O que se passa no arco
O arco arde entre a alma e a peça e funde as duas. A alma passa a metal de adição, o revestimento trata do resto: decompõe-se em gás e protege o banho do ar, forma a escória que cobre o metal a solidificar, estabiliza o arco electricamente e liberta elementos de liga.
Por isso o revestimento não é embalagem. Quem o troca troca de processo — penetração, teor de hidrogénio, posições possíveis e comportamento ao escorvar mudam todos com ele.

Polaridade
No eléctrodo revestido é a polaridade que decide para onde vão dois terços do calor. No pólo positivo (DC+) fica na peça, a penetração é funda, e essa é a escolha corrente para os básicos. DC− dá menos penetração e usa-se em chapa fina e com alguns tipos rutilos. A corrente alterna é o compromisso e ajuda contra o sopro magnético.
A corrente
Parte-se de 30 a 40 A por milímetro de diâmetro da alma, corrigidos para baixo em posições difíceis e em material fino. A afinação fina di-la o cordão: corrente a menos dá um cordão alto e estreito com falta de fusão nos flancos, corrente a mais dá um cordão largo com mordedura e muitos salpicos. Os números saem da calculadora de corrente.
Onde ganha
Ao ar livre, porque nenhum vento lhe tira a protecção — ela está no revestimento. Sobre aço enferrujado, pintado ou oleoso, porque o revestimento tolera sujidade que faria o MAG dar poros. Em sítios de mau acesso, porque um alicate porta-eléctrodos é mais fino do que qualquer tocha. E onde o tempo de preparação passa o tempo de soldadura: um eléctrodo troca-se em segundos, um equipamento de gás não se monta assim.
Onde perde
Em cordões longos e seguidos na oficina. A taxa de deposição é uma fracção da do MIG/MAG, e ainda há a troca de eléctrodos e a escória para tirar. Em chapa abaixo de 1,5 mm também: a corrente mínima fura antes de fazer cordão.
Os erros típicos
Arco comprido de mais — é o clássico e a causa de salpicos, poros e cordões chatos. Eléctrodos básicos húmidos, que no dia seguinte dão fissuras a frio; contra isso só a estufa, ver tipos de revestimento. E escória que fica entre passes: não se funde, fica lá como inclusão.
Perguntas frequentes
Que polaridade para cada eléctrodo?
Os básicos e a maioria dos rutilos trabalham no pólo positivo (DC+), os celulósicos também.
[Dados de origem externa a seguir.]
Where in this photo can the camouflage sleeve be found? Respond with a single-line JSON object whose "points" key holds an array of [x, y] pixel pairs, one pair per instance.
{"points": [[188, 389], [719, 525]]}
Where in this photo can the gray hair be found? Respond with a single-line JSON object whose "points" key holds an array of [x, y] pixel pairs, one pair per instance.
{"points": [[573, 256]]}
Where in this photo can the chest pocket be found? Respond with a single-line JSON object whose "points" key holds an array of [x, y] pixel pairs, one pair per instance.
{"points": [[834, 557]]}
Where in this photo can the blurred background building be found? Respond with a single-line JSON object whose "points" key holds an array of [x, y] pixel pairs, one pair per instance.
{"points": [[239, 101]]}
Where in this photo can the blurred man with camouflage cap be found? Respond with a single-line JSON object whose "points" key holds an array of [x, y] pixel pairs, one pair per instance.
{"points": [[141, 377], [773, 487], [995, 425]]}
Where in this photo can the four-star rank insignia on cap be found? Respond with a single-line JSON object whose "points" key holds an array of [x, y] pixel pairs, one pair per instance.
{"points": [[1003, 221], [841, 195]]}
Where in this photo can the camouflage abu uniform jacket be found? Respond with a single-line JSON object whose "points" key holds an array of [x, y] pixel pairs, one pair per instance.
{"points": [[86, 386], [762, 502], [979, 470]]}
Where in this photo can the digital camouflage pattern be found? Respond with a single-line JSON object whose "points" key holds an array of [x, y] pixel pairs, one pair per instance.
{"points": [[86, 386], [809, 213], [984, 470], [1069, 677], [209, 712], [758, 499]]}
Alguns rutilos são feitos de propósito para corrente alterna e para DC−. O que vale está na embalagem — e se o arco anda instável e o cordão sai chato, a polaridade é a primeira suspeita.
Porque é que o eléctrodo cola ao princípio?
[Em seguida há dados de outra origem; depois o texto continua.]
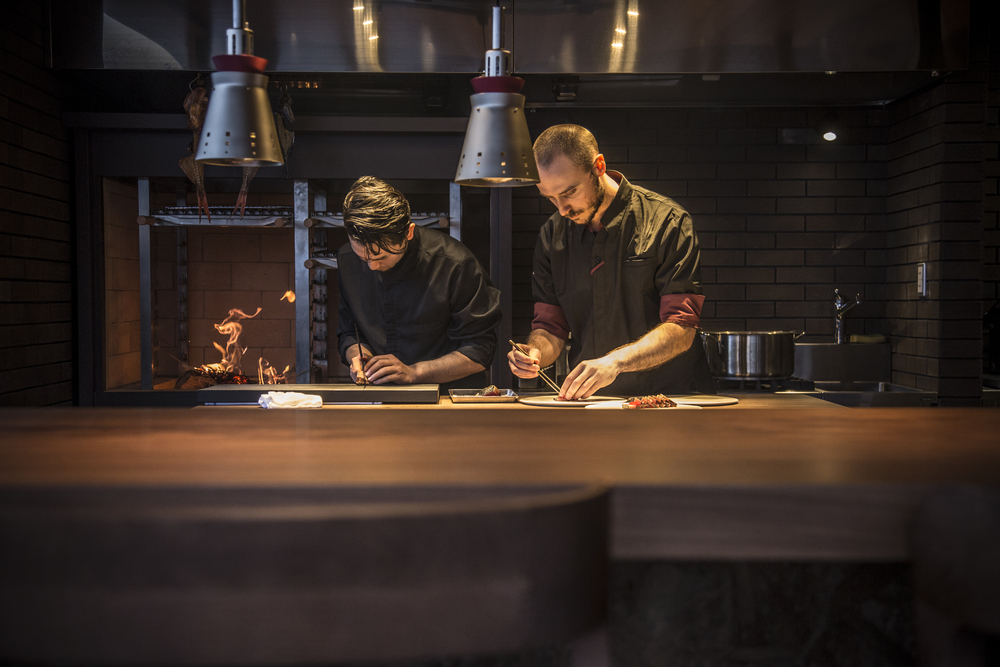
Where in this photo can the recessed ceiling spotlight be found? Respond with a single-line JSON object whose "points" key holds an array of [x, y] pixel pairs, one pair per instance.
{"points": [[827, 127]]}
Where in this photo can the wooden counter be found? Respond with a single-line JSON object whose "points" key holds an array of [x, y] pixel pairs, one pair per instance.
{"points": [[713, 483]]}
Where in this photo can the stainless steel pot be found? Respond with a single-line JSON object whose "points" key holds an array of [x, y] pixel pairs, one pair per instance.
{"points": [[750, 355]]}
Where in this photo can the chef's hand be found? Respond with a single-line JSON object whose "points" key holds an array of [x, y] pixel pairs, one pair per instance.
{"points": [[386, 368], [588, 377], [361, 355], [524, 365]]}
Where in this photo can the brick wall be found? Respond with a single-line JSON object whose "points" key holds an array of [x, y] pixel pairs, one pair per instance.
{"points": [[121, 285], [36, 311], [235, 267], [781, 224]]}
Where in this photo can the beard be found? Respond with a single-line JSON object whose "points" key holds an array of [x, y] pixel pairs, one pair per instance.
{"points": [[585, 216]]}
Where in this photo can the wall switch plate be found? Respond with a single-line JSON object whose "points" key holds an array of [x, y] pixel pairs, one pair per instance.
{"points": [[922, 279]]}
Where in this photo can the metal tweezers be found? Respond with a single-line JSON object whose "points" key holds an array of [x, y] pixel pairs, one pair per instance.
{"points": [[541, 373]]}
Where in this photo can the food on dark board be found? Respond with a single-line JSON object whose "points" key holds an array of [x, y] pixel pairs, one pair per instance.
{"points": [[654, 401], [219, 375]]}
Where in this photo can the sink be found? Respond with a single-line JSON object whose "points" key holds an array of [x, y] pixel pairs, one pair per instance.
{"points": [[842, 363], [873, 394]]}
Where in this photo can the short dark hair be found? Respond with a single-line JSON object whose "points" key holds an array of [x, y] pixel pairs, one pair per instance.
{"points": [[376, 215], [573, 141]]}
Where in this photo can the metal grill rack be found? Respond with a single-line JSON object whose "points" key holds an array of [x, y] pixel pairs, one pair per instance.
{"points": [[312, 260]]}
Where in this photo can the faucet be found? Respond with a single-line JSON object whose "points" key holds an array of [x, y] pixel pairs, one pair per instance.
{"points": [[843, 305]]}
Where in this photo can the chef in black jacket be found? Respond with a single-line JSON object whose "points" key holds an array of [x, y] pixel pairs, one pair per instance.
{"points": [[418, 300], [617, 266]]}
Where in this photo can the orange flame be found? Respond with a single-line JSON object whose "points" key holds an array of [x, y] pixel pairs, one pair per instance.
{"points": [[232, 353], [268, 374]]}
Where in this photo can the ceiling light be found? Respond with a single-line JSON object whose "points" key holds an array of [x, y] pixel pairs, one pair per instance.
{"points": [[827, 127], [497, 150], [239, 125]]}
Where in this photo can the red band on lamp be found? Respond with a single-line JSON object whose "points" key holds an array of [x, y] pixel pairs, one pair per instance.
{"points": [[240, 63], [497, 84]]}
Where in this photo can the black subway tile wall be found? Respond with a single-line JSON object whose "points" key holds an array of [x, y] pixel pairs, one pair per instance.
{"points": [[991, 182], [937, 151], [36, 292]]}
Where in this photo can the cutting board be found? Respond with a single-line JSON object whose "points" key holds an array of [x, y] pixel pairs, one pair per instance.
{"points": [[239, 394], [617, 405], [551, 402], [705, 400]]}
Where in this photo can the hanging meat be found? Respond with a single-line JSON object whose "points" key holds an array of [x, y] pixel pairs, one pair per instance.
{"points": [[196, 104]]}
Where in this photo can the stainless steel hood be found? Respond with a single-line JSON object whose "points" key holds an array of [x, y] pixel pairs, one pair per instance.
{"points": [[549, 36]]}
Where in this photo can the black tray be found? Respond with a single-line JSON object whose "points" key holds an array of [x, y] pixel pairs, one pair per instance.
{"points": [[239, 394]]}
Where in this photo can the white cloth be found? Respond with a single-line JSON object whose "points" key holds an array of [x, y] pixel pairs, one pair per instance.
{"points": [[289, 399]]}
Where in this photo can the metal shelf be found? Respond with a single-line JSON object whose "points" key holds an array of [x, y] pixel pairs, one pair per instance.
{"points": [[311, 264], [327, 219], [222, 216]]}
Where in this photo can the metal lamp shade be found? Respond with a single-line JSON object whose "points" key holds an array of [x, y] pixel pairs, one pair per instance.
{"points": [[497, 150], [239, 126]]}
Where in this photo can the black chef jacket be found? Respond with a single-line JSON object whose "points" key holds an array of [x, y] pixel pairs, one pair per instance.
{"points": [[434, 301], [609, 285]]}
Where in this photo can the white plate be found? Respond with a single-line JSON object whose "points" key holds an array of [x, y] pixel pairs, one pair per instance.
{"points": [[706, 400], [551, 402], [619, 405]]}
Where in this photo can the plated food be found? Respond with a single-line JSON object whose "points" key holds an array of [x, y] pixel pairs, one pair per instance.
{"points": [[484, 395], [644, 402]]}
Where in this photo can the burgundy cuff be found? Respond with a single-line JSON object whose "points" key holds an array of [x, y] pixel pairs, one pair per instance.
{"points": [[681, 309], [552, 319]]}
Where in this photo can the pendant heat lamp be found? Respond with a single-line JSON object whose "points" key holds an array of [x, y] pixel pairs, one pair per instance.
{"points": [[239, 126], [497, 150]]}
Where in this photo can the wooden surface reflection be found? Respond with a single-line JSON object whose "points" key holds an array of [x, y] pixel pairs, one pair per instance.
{"points": [[232, 446]]}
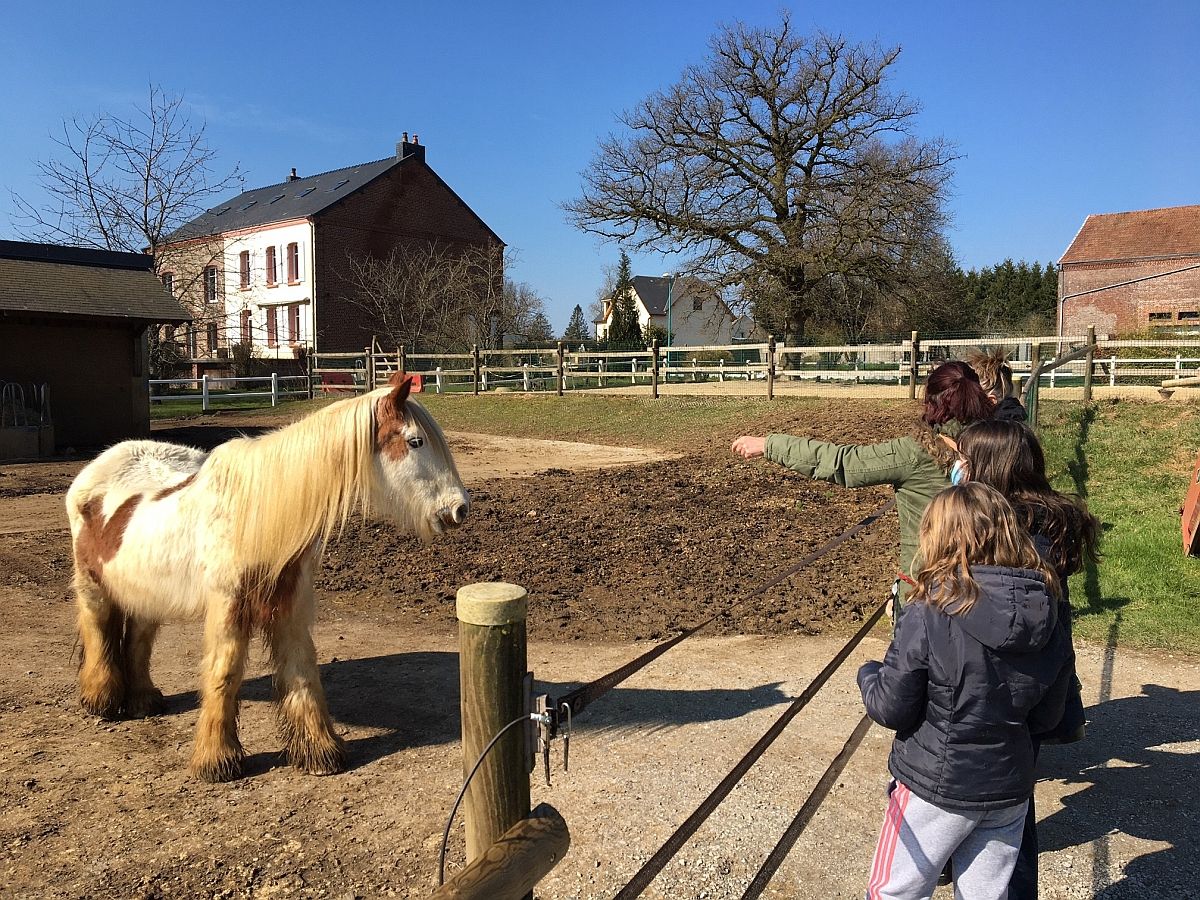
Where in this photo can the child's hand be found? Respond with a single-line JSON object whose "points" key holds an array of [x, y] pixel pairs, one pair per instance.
{"points": [[749, 447]]}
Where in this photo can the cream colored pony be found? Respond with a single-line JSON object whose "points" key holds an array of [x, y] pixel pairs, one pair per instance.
{"points": [[163, 532]]}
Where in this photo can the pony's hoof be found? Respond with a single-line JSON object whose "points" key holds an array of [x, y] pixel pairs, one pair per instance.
{"points": [[318, 759], [223, 768], [107, 705], [144, 703]]}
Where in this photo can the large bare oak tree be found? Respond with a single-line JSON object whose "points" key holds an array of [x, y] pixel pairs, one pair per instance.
{"points": [[780, 165]]}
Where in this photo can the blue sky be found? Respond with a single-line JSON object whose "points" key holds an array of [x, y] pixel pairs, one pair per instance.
{"points": [[1059, 109]]}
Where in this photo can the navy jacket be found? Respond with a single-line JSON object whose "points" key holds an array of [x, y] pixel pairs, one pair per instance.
{"points": [[963, 693]]}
Porque ao escorvar ainda não há canal ionizado. Risca-se como um fósforo e recua-se logo para o comprimento de arco. Se continuar a colar: mais 10 A, e se não chegar, ver a ligação de massa.
Que comprimento deve ter o arco?
Tanto quanto a alma é grossa — num 3,2 são uns 3 mm. Os básicos querem mais curto, senão dão poros. Um arco comprido de mais nota-se no cordão largo e chato e nos salpicos.